Vírus varicela-zóster (VZV) pode ativar cepa HSV-1 do agente infeccioso herpes simplex levando ao acúmulo de proteínas características da doença neurodegenerativa
Segundo estudo publicado no último dia 2 de agosto, na revista Journal of Alzheimer’s Disease, o Alzheimer pode ser causado pela interação entre dois vírus comuns: o varicela-zóster (VZV), causador da catapora e herpes-zóster; e o herpes simplex (cepa HSV-1), que gera a herpes simples.
A pesquisa foi feita por especialistas da Universidade Tufts, nos Estados Unidos, e da Universidade de Oxford, na Inglaterra, utilizando um modelo 3D de cultura de tecidos que imitam o cérebro humano. O experimento mostrou que o vírus VZV pode ativar o HSV-1, levando ao acúmulo de proteínas tau e beta amiloide e à perda da função neuronal — características do Alzheimer.
Depois que alguém já teve anteriormente catapora, a reativação do VZV pode causar a herpes-zóster, uma doença também conhecida popularmente como cobreiro ou zona. Com a infecção de volta, podem ocorrer gatilhos inflamatórios que despertam o agente infeccioso da herpes simples — mais precisamente, a cepa HSV-1, uma das principais variantes do vírus herpes simplex, que fica adormecida dentro dos neurônios do cérebro.
Segundo Dana Cairns, primeira autora do estudo, é possível ainda que outros eventos inflamatórios no cérebro também possam despertar o HSV-1 e levar ao Alzheimer. “Fatores de risco como traumatismo craniano, obesidade ou consumo de álcool sugerem que eles podem se cruzar no ressurgimento do HSV no cérebro”, ela cita, em comunicado.
Conforme David Kaplan, um dos estudiosos que colaboraram com a pesquisa, já suspeitava-se de uma correlação entre o HSV-1 e o Alzheimer. Alguns cientistas sugeriam o envolvimento do VZV, mas não se conhecia a sequência dos eventos que os dois vírus criam para acionar a doença neurodegenerativa. “Achamos que agora temos evidências desses eventos”, ele afirma.
Para entender melhor a relação de causa e efeito entre os vírus e o Alzheimer, os cientistas recriaram ambientes semelhantes ao cérebro em esponjas na forma de rosquinha de 6 milímetros de largura feitas de proteína de seda e colágeno. Então eles povoaram os objetos com células-tronco que se tornam neurônios capazes de transmitir sinais uns aos outros.
Algumas dessas células-tronco viravam até mesmo células gliais, que ajudam a manter os neurônios vivos e funcionando. Com isso, a equipe descobriu que as células nervosas cultivadas podiam ser infectadas pelo VZV. Contudo, isso por si só não levou à formação das proteínas tau e beta-amiloide e as células do sistema nervoso continuaram a funcionar normalmente.
Por outro lado, se os neurônios já abrigavam HSV-1, a exposição ao VZV levava a uma reativação do vírus da herpes simples.
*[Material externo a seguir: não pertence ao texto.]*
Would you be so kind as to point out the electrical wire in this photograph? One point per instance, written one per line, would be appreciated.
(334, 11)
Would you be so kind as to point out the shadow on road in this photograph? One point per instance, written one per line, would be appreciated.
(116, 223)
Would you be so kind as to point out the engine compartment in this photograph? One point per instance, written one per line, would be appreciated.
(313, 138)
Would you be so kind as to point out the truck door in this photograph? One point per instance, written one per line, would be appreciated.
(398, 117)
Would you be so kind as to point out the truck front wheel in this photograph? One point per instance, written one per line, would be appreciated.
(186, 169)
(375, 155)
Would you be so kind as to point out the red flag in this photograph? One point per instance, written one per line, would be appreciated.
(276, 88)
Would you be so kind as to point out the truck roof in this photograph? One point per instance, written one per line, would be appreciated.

A ligação entre esse último e o Alzheimer ocorre quando ressurgem feridas, bolhas e outras condições inflamatórias dolorosas.
A interação gera também um aumento dramático das proteínas características do Alzheimer e uma diminuição dos sinais neuronais. “É um golpe duplo de dois vírus que são muito comuns e geralmente inofensivos”, observa Cairns.
Os pesquisadores notaram que as amostras infectadas pelo VZV começaram a produzir um nível mais alto de citocinas, proteínas que muitas vezes estão envolvidas no desencadeamento de uma resposta inflamatória. Kaplan observou que o causador da catapora e herpes-zóster é conhecido em muitos casos clínicos por gerar inflamação cerebral, o que poderia levar à ativação do HSV-1 dormente.
De acordo com os cientistas, ciclos repetidos de ativação do HSV-1 podem levar a mais inflamação no cérebro, produção de placas e acúmulo de danos neuronais e cognitivos. O uso da vacina contra VZV pode interromper esse ciclo, pois demonstrou em testes reduzir consideravelmente o risco de demência.
Os pesquisadores também observaram os efeitos neurológicos de longo prazo que alguns pacientes com Covid-19 experimentaram do Sars-CoV-2, particularmente entre os idosos, e viram que tanto o VZV quanto o HSV-1 podem ser reativados após uma infecção por coronavírus. Observar os possíveis efeitos cognitivos e na neurodegeneração seria aconselhável nesses casos, eles recomendam.